During the interview

Okay, the day has come. You’ve Googled everything you possibly can on the company, its products, its customers, and its employees. You are prepared with a few good, solid questions about the firm and you are ready to answer any question they throw at you. So let’s talk about what to put in that briefcase. Besides your lucky rabbit’s foot, you should bring ample copies of your documents with you to the interview. If, for example, you know you are meeting with 3 people on interview day, bring 5 copies of everything. These documents include your resume, your list of references, copies of letters of reference, and samples of your work (written pieces, designs, etc.) You also want to bring a note pad and a nice pen, which you are sure works well. It’s a good idea to have a list of any information you might need to fill in an application form.

On the day of the interview, you want to arrive early, not on time, early. Not too early, as that is as bad as showing up late. 10 minutes early is ideal. Aim for that.  You want your first impression to be of a person who is, and who will always be, ready. This means: you will map out your route, find the nearest subway stop, nearest parking lot, etc. Take a practice run over to the offices beforehand to time your commute so you can anticipate traffic delays or parking nightmares. When you get to the building, but before you go inside, turn off your cell phone so it isn’t buzzing or ringing during your interview. This is their time, and they have your full attention.

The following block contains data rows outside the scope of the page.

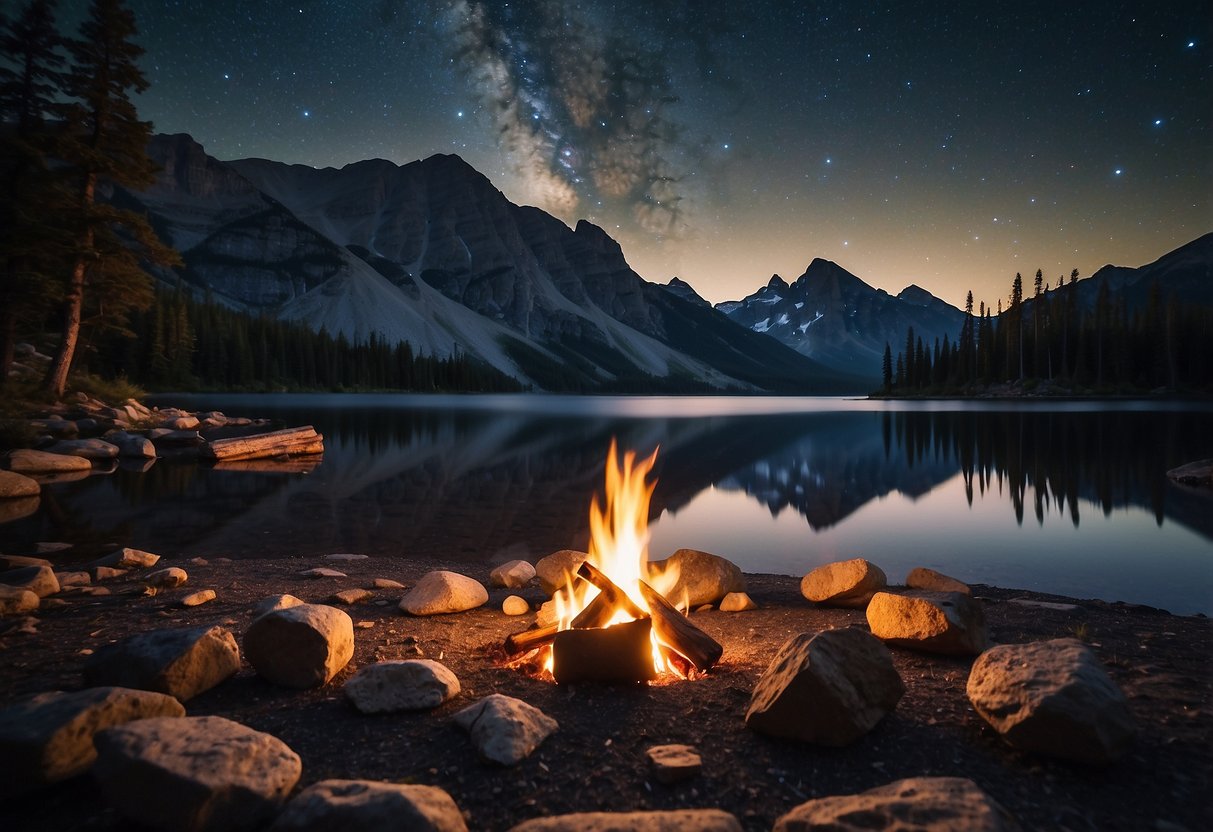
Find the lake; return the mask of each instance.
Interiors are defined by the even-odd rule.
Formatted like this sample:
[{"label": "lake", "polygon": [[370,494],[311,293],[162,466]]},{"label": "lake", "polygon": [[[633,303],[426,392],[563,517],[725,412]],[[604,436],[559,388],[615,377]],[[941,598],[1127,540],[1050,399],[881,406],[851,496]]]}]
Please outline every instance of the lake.
[{"label": "lake", "polygon": [[1213,457],[1213,405],[549,395],[173,395],[314,424],[323,458],[146,472],[44,490],[0,525],[170,557],[355,552],[456,569],[583,548],[606,449],[660,448],[650,557],[752,572],[864,557],[901,582],[967,582],[1213,614],[1213,494],[1168,468]]}]

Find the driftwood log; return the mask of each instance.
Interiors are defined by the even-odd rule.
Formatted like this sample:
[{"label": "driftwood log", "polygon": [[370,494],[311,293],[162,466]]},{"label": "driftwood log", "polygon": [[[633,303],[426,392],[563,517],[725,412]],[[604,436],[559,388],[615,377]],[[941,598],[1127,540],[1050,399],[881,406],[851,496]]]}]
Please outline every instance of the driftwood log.
[{"label": "driftwood log", "polygon": [[324,454],[324,437],[311,424],[251,437],[215,439],[203,445],[200,455],[217,461],[257,460],[267,456]]}]

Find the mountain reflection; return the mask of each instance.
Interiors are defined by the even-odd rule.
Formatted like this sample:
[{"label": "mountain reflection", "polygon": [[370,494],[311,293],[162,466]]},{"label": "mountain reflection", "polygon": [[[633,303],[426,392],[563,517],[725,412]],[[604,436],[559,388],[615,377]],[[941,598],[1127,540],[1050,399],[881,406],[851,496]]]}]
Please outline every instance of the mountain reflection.
[{"label": "mountain reflection", "polygon": [[[335,399],[335,401],[340,401]],[[688,405],[690,406],[690,405]],[[1164,472],[1213,456],[1207,414],[1016,409],[826,410],[695,417],[501,410],[309,409],[279,414],[325,434],[311,473],[160,462],[44,489],[4,526],[36,540],[120,542],[165,554],[330,552],[451,560],[541,557],[583,547],[606,448],[660,446],[653,517],[705,489],[740,491],[813,530],[873,500],[919,498],[957,474],[972,506],[1078,525],[1083,512],[1138,507],[1213,538],[1208,498]],[[951,511],[963,512],[964,506]],[[946,522],[946,518],[943,520]]]}]

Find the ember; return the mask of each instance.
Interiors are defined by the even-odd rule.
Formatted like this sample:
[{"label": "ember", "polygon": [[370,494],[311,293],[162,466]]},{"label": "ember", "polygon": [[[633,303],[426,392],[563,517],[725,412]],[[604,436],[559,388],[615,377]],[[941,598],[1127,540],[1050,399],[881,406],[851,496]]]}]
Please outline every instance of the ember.
[{"label": "ember", "polygon": [[590,506],[590,558],[554,597],[558,621],[506,639],[520,663],[540,660],[558,683],[647,682],[660,673],[688,678],[719,660],[723,648],[665,597],[677,572],[650,586],[647,481],[656,451],[637,462],[611,441],[604,505]]}]

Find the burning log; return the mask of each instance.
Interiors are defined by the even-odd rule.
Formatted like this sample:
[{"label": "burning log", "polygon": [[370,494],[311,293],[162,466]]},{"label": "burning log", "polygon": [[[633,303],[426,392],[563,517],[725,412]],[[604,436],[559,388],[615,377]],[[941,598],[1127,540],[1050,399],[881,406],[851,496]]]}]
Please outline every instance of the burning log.
[{"label": "burning log", "polygon": [[657,634],[659,643],[685,657],[700,671],[708,669],[719,660],[724,653],[721,643],[691,623],[660,592],[640,581],[640,594],[649,605],[653,632]]},{"label": "burning log", "polygon": [[552,642],[552,678],[573,682],[648,682],[653,667],[650,619],[598,629],[562,629]]}]

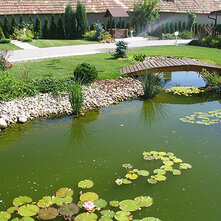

Speaking of attention, look out for non-verbal communication. Know that your waiting room behavior may be monitored. Make eye contact with people and smile at them. During your mock interview, you should have practiced your firm but not pulling handshake. Let the interviewer set the tone for the interview and follow along. Don’t let an interviewer’s friendly demeanor put you off guard. Remain a little formal, even if the setting is a little casual.  Sit up straight, keep good eye contact, but don’t stare. Be aware of nervous ticks like foot tapping. If you catch yourself doing it, adjust yourself in your seat, cross your legs or slightly move to stop yourself calmly and without abruptness. Manage your reactions, be confident but don’t brag. Smile, laugh a little at jokes but don’t laugh so hard that you cry. And be respectful of the space. Don’t put anything on anyone’s desk. Instead, hand it to them personally. Be sure to ask the questions that you’ve prepared. If you weren’t able to gage when to interject with one of your excellent questions, then wait until the end of the interview when the interviewer will ask if you have any questions. Of all the questions on your list, be sure to ask: What are the next steps in the hiring process?

After the interview

Phew! You’ve left the interview with a firm handshake and a final eye contact with a smile. If you prepared and practiced, then you’ve done a great job presenting yourself during the interview. The only thing left to do is to follow up with a few simple tasks. First, let the people on your reference list know that the company may be contacting them in the near future.  There is a debate about whether or not to send a thank you note to the main person you interviewed with. It is up to you if you think this is a strategic move or not. A simple note would mention your gratitude for the opportunity to meet with him/her and your enthusiasm toward working with such a (fill-in-the-blank) company. Close with a simple way they can reach you.


I’ve laid out my best recommendations on how to prepare for a machine learning interview. It was lengthy, I know. But if you do nothing else, review all of the aforementioned 10 machine learning questions and try to get the answers into your head. If an answer is not clear to you, try to Google alternative explanations. Ideally, register at Kaggle or try to publish a paper on conference, like Strata, to be listed as Data Scientist on the web.

To sum it up, the right preparation can help you project confidence during your interview. These are some practical steps you can do to prepare for a job interview and stand out from the less-prepared candidates. By following the advice in this article, you will be better prepared and more confident for your interview. Good luck!